Зверь, у тебя есть позвоночник, и он исходит музыкой.

Зверь, у тебя есть ступни, и они гудят жаждой вечного бега.

Бег бывает опасен. Можно сорваться со скалы. Можно свалиться в пропасть. Тот, кто бежит, рискует всегда.

Бег — это часто война: беги на врага! Рази его, коли, круши! Загрызи! Впейся зубами ему в ненавистную глотку!

Ты так хочешь победы, зверь? Ты такой жестокий?!

Неужели в нас все это от сонма зверей, от очумело несущегося стада, от рычащей стаи, что набрасывается на старого вожака, на свежатинку-дичь?!

Ты оборачиваешься на бегу, зверь. Ты оглядываешься. Ты глядишь на меня. На свой мир. На свою мать.

Ты не видишь ее, зато она видит тебя.

Ты чувствуешь ее.

И ты кричишь ей глазами: «Нет! Я не такой! Я не загрызу живое, если оно… если оно…»

Ты растерялся, зверь. Ты впервые растерян. Ты впервые любишь. И умираешь.

А когда любят и умирают — перестают быть зверем.

И подгибаются все четыре твоих сильные, полные свежей крови, теплые лапы. И падаешь ты на бок. Твой бок беззащитен. В него можно выстрелить. Твое горло беззащитно. Тебя можно задушить. С тобой сейчас можно сделать все что хочешь. Но ты лежишь. И смотришь на свою любовь, зверь. На ту любовь, до которой ты все-таки добежал.

ПЛОД

Плод теперь все чаще слышал музыку. Сухую резкую дробь барабанов; нежную жалобу скрипок. Он не знал, что на земле есть скрипки и барабаны, что струны поют, а дерево и камень и туго натянутая кожа стучат и грохочут.
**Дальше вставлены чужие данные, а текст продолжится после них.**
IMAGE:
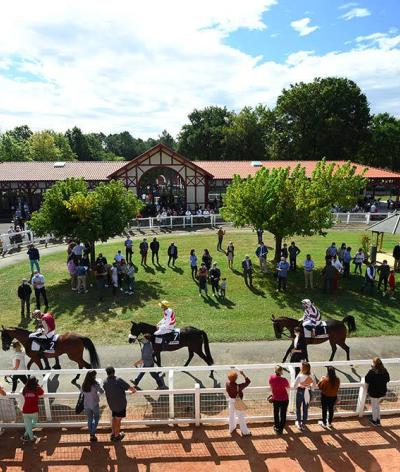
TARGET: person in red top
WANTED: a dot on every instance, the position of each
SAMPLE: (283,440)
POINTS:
(31,393)
(279,388)
(234,391)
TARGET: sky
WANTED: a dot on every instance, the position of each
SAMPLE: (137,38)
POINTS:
(143,66)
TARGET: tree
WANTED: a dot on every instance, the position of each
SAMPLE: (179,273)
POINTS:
(325,118)
(286,203)
(203,138)
(69,209)
(383,146)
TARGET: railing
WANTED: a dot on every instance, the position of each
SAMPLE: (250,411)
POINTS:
(195,405)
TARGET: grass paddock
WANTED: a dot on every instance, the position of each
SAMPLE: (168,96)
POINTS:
(243,316)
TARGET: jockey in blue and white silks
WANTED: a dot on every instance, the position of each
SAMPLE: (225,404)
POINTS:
(311,317)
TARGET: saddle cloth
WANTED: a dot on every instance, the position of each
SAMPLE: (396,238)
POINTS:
(169,339)
(321,331)
(51,344)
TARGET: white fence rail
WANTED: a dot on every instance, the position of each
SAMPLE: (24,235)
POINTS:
(195,405)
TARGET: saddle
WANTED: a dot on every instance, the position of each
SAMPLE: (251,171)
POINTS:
(321,331)
(169,339)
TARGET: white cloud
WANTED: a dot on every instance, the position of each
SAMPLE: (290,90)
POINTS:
(303,27)
(112,67)
(356,13)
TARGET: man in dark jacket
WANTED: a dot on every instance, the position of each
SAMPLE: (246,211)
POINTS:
(24,294)
(172,254)
(154,247)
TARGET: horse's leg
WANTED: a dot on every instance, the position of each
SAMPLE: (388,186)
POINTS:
(334,348)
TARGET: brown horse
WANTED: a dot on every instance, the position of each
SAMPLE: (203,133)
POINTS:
(69,343)
(336,329)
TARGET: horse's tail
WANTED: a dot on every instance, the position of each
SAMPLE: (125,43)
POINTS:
(351,323)
(207,347)
(94,358)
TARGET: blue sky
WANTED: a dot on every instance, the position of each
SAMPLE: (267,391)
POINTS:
(144,66)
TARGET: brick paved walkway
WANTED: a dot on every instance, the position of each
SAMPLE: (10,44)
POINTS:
(353,445)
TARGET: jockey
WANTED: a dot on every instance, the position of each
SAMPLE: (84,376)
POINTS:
(167,322)
(311,317)
(48,328)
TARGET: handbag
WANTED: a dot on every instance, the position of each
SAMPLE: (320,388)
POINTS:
(240,405)
(79,404)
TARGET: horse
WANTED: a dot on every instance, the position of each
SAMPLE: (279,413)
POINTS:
(336,330)
(71,344)
(190,337)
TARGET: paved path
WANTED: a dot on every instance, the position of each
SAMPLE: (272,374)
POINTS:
(352,446)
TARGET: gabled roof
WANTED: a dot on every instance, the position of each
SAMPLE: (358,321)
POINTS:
(154,150)
(47,171)
(391,224)
(226,169)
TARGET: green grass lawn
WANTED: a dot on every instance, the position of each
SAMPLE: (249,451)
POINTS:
(243,316)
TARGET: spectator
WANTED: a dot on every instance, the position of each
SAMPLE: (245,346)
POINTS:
(298,348)
(329,386)
(38,283)
(369,279)
(282,272)
(172,254)
(34,257)
(230,254)
(294,251)
(147,360)
(332,250)
(222,288)
(359,261)
(81,274)
(128,249)
(100,273)
(340,253)
(215,275)
(92,390)
(202,276)
(261,253)
(396,256)
(234,391)
(154,248)
(308,272)
(220,234)
(392,284)
(18,363)
(130,279)
(247,267)
(31,393)
(207,259)
(377,380)
(280,399)
(193,263)
(144,249)
(24,294)
(329,273)
(346,262)
(383,271)
(303,384)
(118,257)
(71,266)
(115,389)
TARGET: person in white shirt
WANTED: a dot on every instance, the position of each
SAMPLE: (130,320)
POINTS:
(18,363)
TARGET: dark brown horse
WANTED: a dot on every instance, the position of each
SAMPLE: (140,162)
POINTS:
(190,337)
(336,329)
(69,343)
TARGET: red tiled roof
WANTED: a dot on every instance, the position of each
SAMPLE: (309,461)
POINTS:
(226,169)
(45,171)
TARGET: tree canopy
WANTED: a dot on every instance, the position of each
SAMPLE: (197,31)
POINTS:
(286,203)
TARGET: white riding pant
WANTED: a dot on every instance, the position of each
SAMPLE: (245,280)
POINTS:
(235,417)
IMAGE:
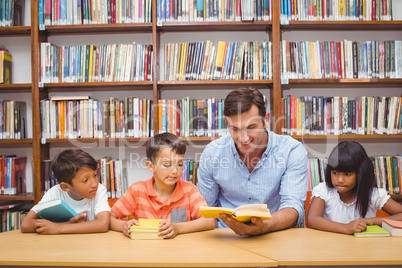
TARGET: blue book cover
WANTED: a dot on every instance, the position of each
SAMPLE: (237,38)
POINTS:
(55,211)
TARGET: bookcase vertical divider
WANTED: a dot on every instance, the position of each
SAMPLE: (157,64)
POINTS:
(155,66)
(276,65)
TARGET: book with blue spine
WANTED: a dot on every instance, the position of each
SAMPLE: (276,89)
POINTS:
(55,211)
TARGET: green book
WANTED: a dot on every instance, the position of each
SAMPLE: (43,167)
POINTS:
(372,231)
(55,211)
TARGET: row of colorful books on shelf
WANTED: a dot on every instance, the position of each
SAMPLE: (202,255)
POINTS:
(5,66)
(387,171)
(11,215)
(91,63)
(75,12)
(214,10)
(11,13)
(188,117)
(341,59)
(227,61)
(318,115)
(336,10)
(12,119)
(90,118)
(12,174)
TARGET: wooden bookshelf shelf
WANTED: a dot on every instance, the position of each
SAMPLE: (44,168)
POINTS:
(355,83)
(200,139)
(22,87)
(103,140)
(214,82)
(19,197)
(343,25)
(16,30)
(14,141)
(345,137)
(132,85)
(216,26)
(98,28)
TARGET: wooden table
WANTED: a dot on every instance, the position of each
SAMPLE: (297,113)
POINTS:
(216,248)
(112,249)
(308,247)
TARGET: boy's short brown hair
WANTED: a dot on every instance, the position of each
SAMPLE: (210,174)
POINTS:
(160,141)
(66,164)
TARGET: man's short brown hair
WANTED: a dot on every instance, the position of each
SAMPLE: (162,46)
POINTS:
(240,100)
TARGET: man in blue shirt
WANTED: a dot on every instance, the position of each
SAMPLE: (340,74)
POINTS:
(254,166)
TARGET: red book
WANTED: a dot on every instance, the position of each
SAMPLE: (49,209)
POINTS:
(339,60)
(283,116)
(333,71)
(373,10)
(18,174)
(113,9)
(292,9)
(146,63)
(384,8)
(340,115)
(322,67)
(177,110)
(329,116)
(224,60)
(238,9)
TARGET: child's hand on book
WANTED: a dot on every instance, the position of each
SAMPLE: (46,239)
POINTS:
(167,229)
(355,226)
(47,227)
(126,227)
(77,219)
(240,228)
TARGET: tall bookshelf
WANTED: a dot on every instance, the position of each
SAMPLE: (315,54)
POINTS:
(271,30)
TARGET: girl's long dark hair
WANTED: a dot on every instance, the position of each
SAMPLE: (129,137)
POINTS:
(350,156)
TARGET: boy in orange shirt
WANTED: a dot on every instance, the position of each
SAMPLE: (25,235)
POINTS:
(164,196)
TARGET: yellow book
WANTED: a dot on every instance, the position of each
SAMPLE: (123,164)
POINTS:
(147,229)
(242,213)
(372,231)
(220,54)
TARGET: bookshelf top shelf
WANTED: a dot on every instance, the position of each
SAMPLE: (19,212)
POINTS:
(369,82)
(343,25)
(132,85)
(214,82)
(15,141)
(23,87)
(19,197)
(15,30)
(345,137)
(216,26)
(98,28)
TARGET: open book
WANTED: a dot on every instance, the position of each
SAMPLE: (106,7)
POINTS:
(147,229)
(242,213)
(393,227)
(55,211)
(372,231)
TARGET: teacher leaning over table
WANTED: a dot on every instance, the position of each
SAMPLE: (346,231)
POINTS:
(253,165)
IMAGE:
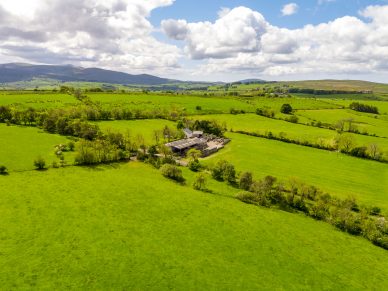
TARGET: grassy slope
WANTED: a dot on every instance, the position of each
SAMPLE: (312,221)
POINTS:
(256,123)
(336,173)
(37,99)
(187,102)
(347,85)
(363,121)
(133,229)
(144,127)
(20,146)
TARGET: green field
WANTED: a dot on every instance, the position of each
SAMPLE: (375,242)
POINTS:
(335,173)
(20,146)
(364,122)
(258,124)
(186,103)
(132,229)
(37,99)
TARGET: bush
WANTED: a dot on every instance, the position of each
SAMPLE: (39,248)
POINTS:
(246,181)
(286,109)
(172,172)
(194,165)
(247,197)
(40,163)
(3,170)
(224,171)
(200,182)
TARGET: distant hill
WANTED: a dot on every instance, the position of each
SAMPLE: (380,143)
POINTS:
(17,72)
(346,85)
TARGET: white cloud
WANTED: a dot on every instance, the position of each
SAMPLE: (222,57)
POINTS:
(243,42)
(240,30)
(111,33)
(290,9)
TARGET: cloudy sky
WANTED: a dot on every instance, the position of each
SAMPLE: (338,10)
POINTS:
(202,40)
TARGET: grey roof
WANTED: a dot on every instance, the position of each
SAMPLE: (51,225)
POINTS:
(186,143)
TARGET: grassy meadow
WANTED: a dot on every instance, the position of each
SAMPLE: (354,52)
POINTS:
(20,146)
(133,229)
(144,127)
(332,172)
(123,226)
(258,124)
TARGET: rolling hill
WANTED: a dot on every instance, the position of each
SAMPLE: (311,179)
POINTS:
(17,72)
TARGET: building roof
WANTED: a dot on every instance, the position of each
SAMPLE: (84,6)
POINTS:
(186,143)
(188,132)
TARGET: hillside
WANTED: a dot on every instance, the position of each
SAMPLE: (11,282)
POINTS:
(133,229)
(15,72)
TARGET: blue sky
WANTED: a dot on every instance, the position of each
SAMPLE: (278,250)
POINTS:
(192,40)
(310,11)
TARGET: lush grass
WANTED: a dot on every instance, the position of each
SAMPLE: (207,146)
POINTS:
(37,100)
(333,172)
(258,124)
(145,127)
(370,123)
(132,229)
(187,103)
(20,146)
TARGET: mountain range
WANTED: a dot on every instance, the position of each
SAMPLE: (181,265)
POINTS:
(17,72)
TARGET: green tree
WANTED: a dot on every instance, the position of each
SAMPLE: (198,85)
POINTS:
(286,109)
(200,182)
(246,180)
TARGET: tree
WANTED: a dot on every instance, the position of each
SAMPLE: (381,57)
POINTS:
(39,163)
(200,182)
(246,180)
(374,151)
(345,142)
(3,170)
(286,109)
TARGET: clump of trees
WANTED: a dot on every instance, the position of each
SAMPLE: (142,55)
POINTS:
(364,108)
(172,172)
(40,163)
(3,170)
(346,215)
(286,109)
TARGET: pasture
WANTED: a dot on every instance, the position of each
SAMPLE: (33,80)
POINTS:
(144,127)
(335,173)
(37,100)
(20,146)
(258,124)
(132,229)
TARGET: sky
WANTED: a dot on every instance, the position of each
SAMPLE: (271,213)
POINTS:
(213,40)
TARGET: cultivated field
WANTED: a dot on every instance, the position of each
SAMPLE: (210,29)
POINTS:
(110,220)
(131,228)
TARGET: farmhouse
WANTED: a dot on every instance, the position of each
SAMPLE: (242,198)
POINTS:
(183,145)
(207,144)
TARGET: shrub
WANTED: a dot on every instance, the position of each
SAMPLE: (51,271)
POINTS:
(200,182)
(172,172)
(247,197)
(246,181)
(71,146)
(286,109)
(40,163)
(194,165)
(3,170)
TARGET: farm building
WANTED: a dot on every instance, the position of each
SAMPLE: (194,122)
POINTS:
(183,145)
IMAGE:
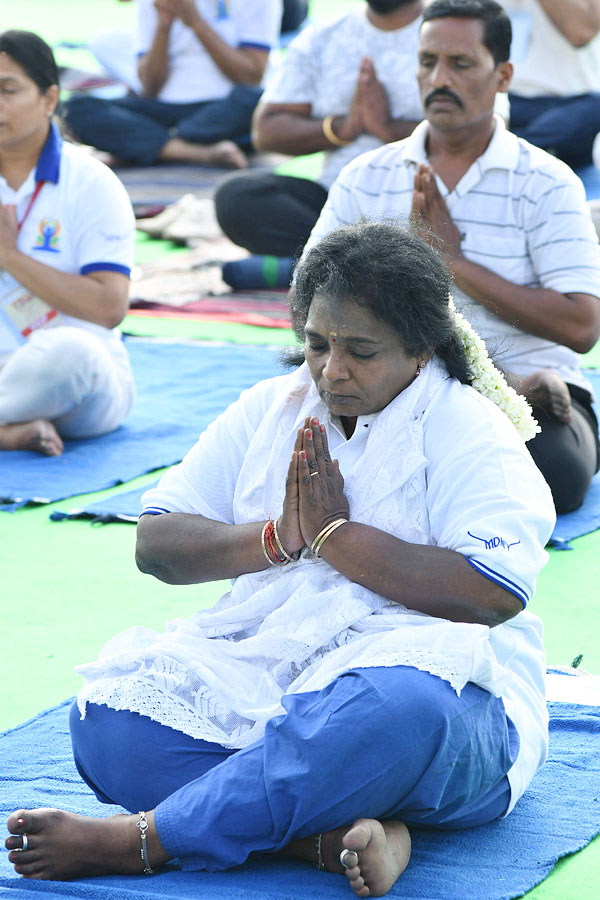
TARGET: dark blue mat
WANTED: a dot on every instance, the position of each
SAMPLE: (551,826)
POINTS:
(559,814)
(182,387)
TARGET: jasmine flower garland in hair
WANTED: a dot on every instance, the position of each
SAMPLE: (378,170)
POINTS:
(489,382)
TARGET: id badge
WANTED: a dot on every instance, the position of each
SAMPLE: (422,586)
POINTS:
(21,313)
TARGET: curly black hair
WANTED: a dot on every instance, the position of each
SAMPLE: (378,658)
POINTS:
(33,54)
(394,274)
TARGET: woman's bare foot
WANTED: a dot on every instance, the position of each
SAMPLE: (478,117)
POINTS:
(381,851)
(547,390)
(380,854)
(62,845)
(39,435)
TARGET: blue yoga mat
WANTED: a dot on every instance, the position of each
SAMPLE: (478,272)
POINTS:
(182,387)
(559,814)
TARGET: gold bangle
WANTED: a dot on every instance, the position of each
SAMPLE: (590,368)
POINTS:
(330,134)
(290,557)
(324,534)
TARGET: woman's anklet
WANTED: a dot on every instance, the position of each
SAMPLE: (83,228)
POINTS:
(142,824)
(318,844)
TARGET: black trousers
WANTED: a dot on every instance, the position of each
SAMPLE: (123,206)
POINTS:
(268,213)
(568,455)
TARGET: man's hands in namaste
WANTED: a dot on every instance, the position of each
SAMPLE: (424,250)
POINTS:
(168,10)
(314,489)
(429,206)
(369,111)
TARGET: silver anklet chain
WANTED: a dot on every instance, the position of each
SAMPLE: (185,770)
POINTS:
(142,824)
(318,845)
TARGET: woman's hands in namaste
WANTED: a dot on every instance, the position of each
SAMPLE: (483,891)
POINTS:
(314,489)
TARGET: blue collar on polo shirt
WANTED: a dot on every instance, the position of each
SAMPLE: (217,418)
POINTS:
(48,167)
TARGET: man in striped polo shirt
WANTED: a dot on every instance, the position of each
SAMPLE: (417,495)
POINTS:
(513,224)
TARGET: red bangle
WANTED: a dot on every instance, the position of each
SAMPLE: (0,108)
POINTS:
(268,545)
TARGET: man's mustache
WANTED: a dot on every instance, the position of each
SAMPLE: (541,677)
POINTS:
(443,92)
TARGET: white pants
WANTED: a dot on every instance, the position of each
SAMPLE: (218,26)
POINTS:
(72,378)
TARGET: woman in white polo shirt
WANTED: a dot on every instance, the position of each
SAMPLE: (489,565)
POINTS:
(66,246)
(373,665)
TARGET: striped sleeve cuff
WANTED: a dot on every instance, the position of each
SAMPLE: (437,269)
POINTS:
(500,579)
(153,511)
(105,267)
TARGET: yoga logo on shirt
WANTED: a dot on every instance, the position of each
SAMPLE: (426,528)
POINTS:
(492,543)
(47,237)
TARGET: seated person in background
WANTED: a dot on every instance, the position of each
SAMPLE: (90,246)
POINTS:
(66,250)
(114,47)
(513,223)
(345,88)
(200,66)
(555,93)
(383,594)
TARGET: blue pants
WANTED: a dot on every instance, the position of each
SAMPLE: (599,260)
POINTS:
(565,126)
(137,128)
(387,743)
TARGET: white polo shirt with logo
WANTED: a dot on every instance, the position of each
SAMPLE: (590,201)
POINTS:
(81,221)
(521,213)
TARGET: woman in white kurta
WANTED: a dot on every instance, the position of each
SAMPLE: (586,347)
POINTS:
(66,248)
(373,665)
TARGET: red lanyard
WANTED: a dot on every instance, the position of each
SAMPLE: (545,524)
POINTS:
(38,187)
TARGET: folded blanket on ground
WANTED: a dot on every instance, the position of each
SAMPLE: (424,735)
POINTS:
(265,308)
(559,814)
(182,387)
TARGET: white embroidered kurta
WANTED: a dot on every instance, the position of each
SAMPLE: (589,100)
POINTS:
(440,465)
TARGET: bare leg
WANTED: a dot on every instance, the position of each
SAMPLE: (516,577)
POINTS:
(223,153)
(381,851)
(39,435)
(547,390)
(62,845)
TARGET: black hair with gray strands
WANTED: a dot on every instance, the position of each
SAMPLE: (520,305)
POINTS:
(34,56)
(497,30)
(396,276)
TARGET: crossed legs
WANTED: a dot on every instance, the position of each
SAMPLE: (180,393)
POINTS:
(313,773)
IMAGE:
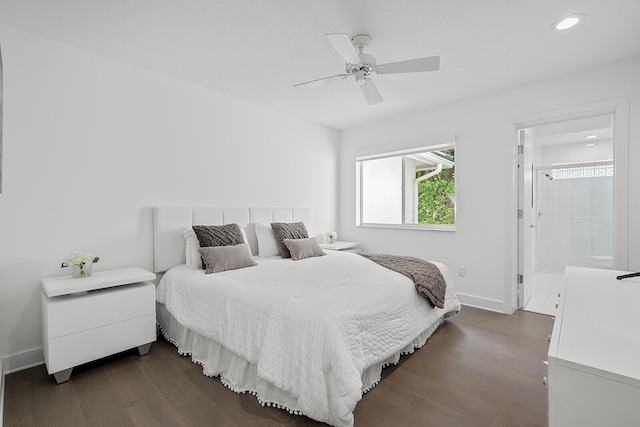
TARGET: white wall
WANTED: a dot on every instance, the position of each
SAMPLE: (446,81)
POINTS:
(484,177)
(91,144)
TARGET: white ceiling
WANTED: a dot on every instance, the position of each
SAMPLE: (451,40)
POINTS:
(257,50)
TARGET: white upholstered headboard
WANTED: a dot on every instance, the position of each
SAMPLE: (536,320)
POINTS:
(169,223)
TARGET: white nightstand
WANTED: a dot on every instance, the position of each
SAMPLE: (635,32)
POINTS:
(87,318)
(341,246)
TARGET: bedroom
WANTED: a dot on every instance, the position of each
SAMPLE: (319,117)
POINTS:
(91,144)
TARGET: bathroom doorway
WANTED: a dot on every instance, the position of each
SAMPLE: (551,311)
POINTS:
(566,198)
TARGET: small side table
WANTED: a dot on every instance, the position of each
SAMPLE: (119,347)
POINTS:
(339,245)
(84,319)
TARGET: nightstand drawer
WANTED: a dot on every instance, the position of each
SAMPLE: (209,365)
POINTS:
(75,349)
(70,314)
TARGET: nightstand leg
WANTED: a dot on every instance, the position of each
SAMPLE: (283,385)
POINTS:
(144,349)
(63,376)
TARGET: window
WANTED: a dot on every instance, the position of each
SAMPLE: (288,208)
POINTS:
(408,189)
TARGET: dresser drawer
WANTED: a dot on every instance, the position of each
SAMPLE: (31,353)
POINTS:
(70,314)
(75,349)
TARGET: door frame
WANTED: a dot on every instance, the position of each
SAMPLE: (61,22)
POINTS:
(619,107)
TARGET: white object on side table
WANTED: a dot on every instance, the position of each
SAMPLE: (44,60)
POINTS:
(84,319)
(341,246)
(594,351)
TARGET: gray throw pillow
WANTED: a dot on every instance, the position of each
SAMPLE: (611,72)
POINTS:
(222,258)
(303,248)
(288,230)
(218,235)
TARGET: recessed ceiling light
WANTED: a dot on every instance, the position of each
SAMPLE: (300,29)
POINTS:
(568,21)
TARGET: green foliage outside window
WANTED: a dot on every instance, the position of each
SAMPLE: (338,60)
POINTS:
(436,196)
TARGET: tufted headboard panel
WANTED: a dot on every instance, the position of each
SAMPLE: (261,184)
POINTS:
(169,223)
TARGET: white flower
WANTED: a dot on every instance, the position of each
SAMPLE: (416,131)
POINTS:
(80,257)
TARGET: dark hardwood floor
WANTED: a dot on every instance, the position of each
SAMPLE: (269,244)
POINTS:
(479,369)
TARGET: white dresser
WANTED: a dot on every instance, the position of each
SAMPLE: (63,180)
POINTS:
(594,351)
(84,319)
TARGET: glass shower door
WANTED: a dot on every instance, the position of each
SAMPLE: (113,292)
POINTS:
(575,217)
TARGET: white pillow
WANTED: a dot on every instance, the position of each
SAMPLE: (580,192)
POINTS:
(192,247)
(267,245)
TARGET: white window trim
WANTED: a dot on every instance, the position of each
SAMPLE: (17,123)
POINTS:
(379,154)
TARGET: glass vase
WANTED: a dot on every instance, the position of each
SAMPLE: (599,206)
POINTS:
(81,270)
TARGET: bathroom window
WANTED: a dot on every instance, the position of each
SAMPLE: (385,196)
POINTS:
(407,189)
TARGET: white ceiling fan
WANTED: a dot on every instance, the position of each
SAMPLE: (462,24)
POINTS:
(362,65)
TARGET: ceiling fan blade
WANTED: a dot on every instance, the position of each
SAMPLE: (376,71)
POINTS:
(370,92)
(431,63)
(321,82)
(342,44)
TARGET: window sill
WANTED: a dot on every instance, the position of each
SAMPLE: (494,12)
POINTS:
(421,227)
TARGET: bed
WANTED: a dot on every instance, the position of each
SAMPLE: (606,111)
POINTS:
(309,336)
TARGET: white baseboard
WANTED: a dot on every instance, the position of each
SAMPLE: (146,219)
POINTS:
(26,359)
(483,303)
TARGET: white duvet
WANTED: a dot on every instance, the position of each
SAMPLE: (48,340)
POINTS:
(311,327)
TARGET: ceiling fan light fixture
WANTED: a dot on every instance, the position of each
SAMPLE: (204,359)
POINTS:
(568,21)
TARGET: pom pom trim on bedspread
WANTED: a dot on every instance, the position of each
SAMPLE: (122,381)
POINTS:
(428,334)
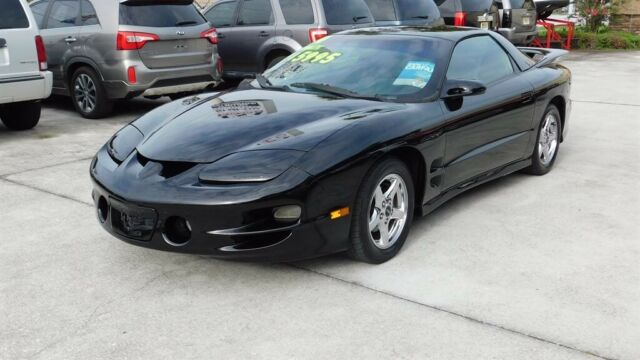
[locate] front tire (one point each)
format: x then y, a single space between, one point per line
383 212
88 94
547 143
21 116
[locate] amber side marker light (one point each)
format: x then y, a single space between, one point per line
337 214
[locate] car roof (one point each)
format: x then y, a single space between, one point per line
450 33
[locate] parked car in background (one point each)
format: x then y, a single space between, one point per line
257 34
514 19
405 12
24 79
100 51
545 8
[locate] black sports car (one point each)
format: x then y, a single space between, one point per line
335 148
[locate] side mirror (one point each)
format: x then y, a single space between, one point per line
460 88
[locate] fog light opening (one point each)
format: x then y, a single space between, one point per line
103 209
177 231
287 214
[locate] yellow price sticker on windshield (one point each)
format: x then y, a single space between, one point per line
316 57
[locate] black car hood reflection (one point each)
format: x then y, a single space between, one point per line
254 120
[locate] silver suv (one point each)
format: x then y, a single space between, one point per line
102 50
257 34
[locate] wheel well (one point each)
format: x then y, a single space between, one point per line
416 164
273 54
559 102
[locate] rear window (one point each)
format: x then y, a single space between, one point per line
297 12
382 10
346 12
418 9
12 15
160 15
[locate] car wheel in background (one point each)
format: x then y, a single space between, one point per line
21 116
275 61
88 94
547 143
383 212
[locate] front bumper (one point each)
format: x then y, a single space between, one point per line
519 37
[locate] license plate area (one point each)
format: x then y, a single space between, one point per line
132 221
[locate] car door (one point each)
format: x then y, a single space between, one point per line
489 130
60 34
223 17
255 26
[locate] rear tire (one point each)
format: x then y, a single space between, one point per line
383 212
21 116
547 143
88 94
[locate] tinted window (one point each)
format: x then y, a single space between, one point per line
382 10
479 58
297 11
255 12
39 9
12 15
63 14
346 12
417 9
88 14
222 15
393 67
160 15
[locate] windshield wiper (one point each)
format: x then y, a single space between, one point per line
334 90
267 84
185 23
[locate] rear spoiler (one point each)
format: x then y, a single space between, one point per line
541 56
156 2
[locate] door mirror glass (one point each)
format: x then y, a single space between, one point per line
461 88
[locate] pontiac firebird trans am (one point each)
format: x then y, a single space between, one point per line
335 148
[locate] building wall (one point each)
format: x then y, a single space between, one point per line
627 18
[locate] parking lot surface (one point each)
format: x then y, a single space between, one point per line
522 268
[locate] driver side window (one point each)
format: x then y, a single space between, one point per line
481 59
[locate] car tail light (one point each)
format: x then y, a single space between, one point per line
460 19
211 35
129 40
42 53
131 75
317 34
506 18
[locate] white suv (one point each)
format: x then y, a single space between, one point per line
24 79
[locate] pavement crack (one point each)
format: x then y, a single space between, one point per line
45 191
456 314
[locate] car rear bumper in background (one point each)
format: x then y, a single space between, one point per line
25 88
155 82
519 37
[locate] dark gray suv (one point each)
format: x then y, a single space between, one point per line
102 50
256 34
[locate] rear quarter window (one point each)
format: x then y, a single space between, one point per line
160 15
297 12
346 12
12 15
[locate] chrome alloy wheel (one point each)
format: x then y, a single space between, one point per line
388 211
548 139
85 93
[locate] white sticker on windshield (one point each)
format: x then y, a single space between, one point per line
416 74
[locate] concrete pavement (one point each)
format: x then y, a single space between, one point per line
522 268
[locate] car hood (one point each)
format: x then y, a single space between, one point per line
248 120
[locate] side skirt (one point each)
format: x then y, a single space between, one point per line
449 194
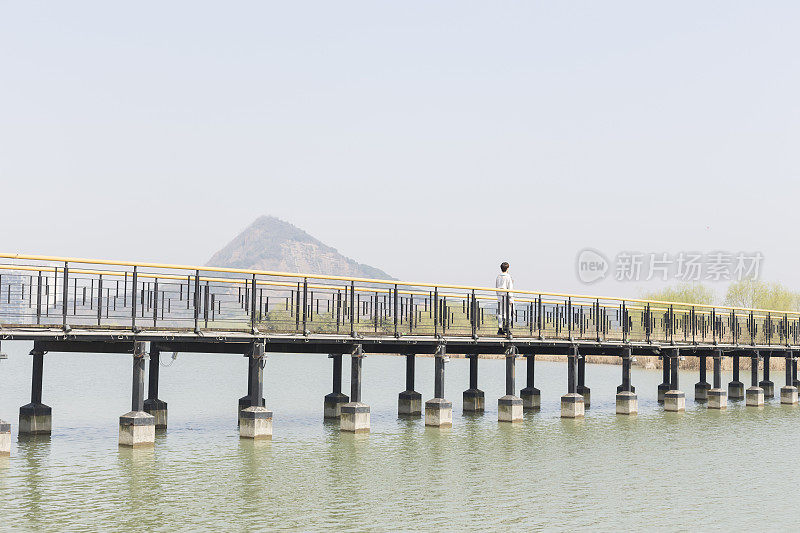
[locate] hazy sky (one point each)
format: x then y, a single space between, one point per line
429 139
Музыка сама вселялась, влетала в него. Он ее воображал. Единственно настоящей была издалека звучащая песня матери; заслышав ее, он тут же расслаблялся, улыбался, погружался в туманный молочный сон.

Его слух все утончался. Он уже мог слышать не только музыку — ту, которой он еще не слышал никогда; до него доносились чужие воинственные кличи, треск ломаемых деревьев в забытых чащах, женский плач навзрыд над телом убитого сына.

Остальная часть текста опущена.